Rifiuti , ambiente, energia, le Aziende che  gestiscono i servizi  destinate ad una profonda riforma. Mezzogiorno finora penalizzato. 

Chissà se i milioni di  cittadini che usufruiscono di servizi gestiti dalle Società comunali riusciranno mai a parlarne bene. Le rilevazioni statistiche dicono il contrario. Tra annosi e odiosi balzelli sulle tariffe e insoddisfazione  per l’ erogazione dell’acqua, la tutela dell’ambientale, la gestione dei rifiuti, in questi giorni  apprendiamo che  di 7.000 imprese dei nostri Enti locali soltanto 1.168 hanno la mission di gestire i servizi suddetti. E le altre?  Si chiamano Società strumentali, impegnate in tante, altre attività economiche, che  poco  fruttano ai loro azionisti: Comuni, Regioni, Enti territoriali, appunto. Le società di servizi, nonostante le insoddisfazioni degli utenti, nel 2014 hanno fatto utili per 1,4 miliardi. E’ giusto che le Società strumentali continuino ad esistere e pesare sulla collettività? I comportamenti gestionali tra i due tipi di aziende sono molto diversi. La necessità di intervenire è diventata forte. Apprendiamo anche che queste gestioni  hanno  creato profonda “disomogeneità della qualità dei servizi ai cittadini, con una situazione particolarmente grave nel Mezzogiorno”. Il giudizio è di Utilitalia, l’organizzazione che riunisce le società pubbliche. In Parlamento è in discussione la Riforma della Pubblica Amministrazione – la legge Madia- che tocca  nel profondo  queste aziende, fino a farle scomparire.
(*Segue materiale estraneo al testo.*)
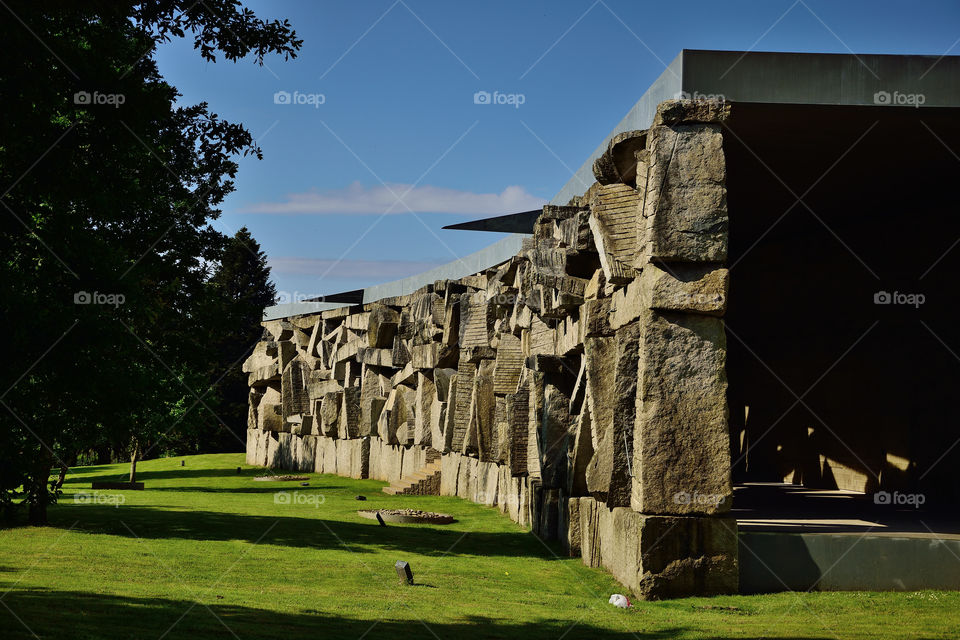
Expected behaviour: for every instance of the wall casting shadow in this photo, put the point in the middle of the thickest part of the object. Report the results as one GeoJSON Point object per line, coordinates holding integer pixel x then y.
{"type": "Point", "coordinates": [291, 531]}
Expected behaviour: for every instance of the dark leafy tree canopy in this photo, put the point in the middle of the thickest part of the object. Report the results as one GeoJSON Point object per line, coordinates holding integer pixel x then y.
{"type": "Point", "coordinates": [108, 189]}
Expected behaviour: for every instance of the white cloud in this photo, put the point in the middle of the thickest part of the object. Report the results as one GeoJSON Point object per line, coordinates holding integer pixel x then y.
{"type": "Point", "coordinates": [379, 199]}
{"type": "Point", "coordinates": [388, 269]}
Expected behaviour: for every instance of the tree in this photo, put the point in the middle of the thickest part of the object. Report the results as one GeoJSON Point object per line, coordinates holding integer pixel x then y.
{"type": "Point", "coordinates": [242, 288]}
{"type": "Point", "coordinates": [109, 186]}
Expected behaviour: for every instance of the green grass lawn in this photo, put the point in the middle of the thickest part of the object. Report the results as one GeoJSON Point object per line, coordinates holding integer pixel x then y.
{"type": "Point", "coordinates": [206, 553]}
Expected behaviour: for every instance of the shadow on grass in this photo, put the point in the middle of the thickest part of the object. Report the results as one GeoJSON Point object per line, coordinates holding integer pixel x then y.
{"type": "Point", "coordinates": [166, 474]}
{"type": "Point", "coordinates": [290, 531]}
{"type": "Point", "coordinates": [47, 614]}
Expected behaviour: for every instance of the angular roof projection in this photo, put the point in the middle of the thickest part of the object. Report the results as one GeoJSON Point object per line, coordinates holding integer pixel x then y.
{"type": "Point", "coordinates": [734, 76]}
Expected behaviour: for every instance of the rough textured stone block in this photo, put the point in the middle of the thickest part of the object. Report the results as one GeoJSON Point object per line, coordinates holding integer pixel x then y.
{"type": "Point", "coordinates": [681, 453]}
{"type": "Point", "coordinates": [685, 208]}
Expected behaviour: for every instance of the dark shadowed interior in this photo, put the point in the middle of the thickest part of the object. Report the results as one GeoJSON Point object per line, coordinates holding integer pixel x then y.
{"type": "Point", "coordinates": [829, 208]}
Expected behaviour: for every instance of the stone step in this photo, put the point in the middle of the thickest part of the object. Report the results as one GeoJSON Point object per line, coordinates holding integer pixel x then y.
{"type": "Point", "coordinates": [415, 482]}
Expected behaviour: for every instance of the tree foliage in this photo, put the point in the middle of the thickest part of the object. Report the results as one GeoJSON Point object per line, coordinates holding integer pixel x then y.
{"type": "Point", "coordinates": [109, 186]}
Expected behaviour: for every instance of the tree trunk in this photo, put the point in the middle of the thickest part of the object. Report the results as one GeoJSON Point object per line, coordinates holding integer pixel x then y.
{"type": "Point", "coordinates": [39, 498]}
{"type": "Point", "coordinates": [134, 454]}
{"type": "Point", "coordinates": [63, 476]}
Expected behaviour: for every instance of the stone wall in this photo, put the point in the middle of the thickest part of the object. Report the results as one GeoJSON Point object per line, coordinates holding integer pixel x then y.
{"type": "Point", "coordinates": [579, 387]}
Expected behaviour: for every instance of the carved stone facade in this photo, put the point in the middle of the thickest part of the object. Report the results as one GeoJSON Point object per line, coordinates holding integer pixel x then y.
{"type": "Point", "coordinates": [580, 387]}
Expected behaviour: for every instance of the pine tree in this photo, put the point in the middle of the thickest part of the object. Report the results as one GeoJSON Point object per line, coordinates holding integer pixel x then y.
{"type": "Point", "coordinates": [242, 287]}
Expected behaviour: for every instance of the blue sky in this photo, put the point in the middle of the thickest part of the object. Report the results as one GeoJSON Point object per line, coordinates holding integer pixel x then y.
{"type": "Point", "coordinates": [381, 104]}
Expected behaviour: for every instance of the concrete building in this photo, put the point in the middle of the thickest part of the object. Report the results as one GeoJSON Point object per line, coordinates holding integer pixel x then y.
{"type": "Point", "coordinates": [722, 358]}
C’è bisogno di soldi perché sono  largamente sottocapitalizzate, con la conseguenza di fare bassi investimenti  in  settori di maggiore utilità sociale.  C’è bisogno  di un taglio orizzontale e verticale per alleggerire il loro peso sul bilancio dello Stato e aumentare la concorrenza. Si capisce che negli anni sono state gestite e guidate con criteri discutibili. 3035 di esse non hanno più di 5 dipendenti. L’indirizzo generale è di cerare efficienza, accorpare,  alienare, aprirsi al mercato. E’ positivo  che sul tavolo arrivino proposte concrete come quella di spostare le competenze in materia dai Consigli Comunali alle Giunte. Di approvare norme  di salvaguardia per i dipendenti  e le attività gestite in caso di  passaggio delle ad altre imprese. Il governo vuole approvare la Riforma prima della della pausa estiva con la prospettiva di avere il nuovo  assetto dei servizi pubblici già nel 2017. Per gli interessi in gioco si gioca  una partita ancora più dura della riforma elettorale. Ai cittadini utenti resta il giudizio finale.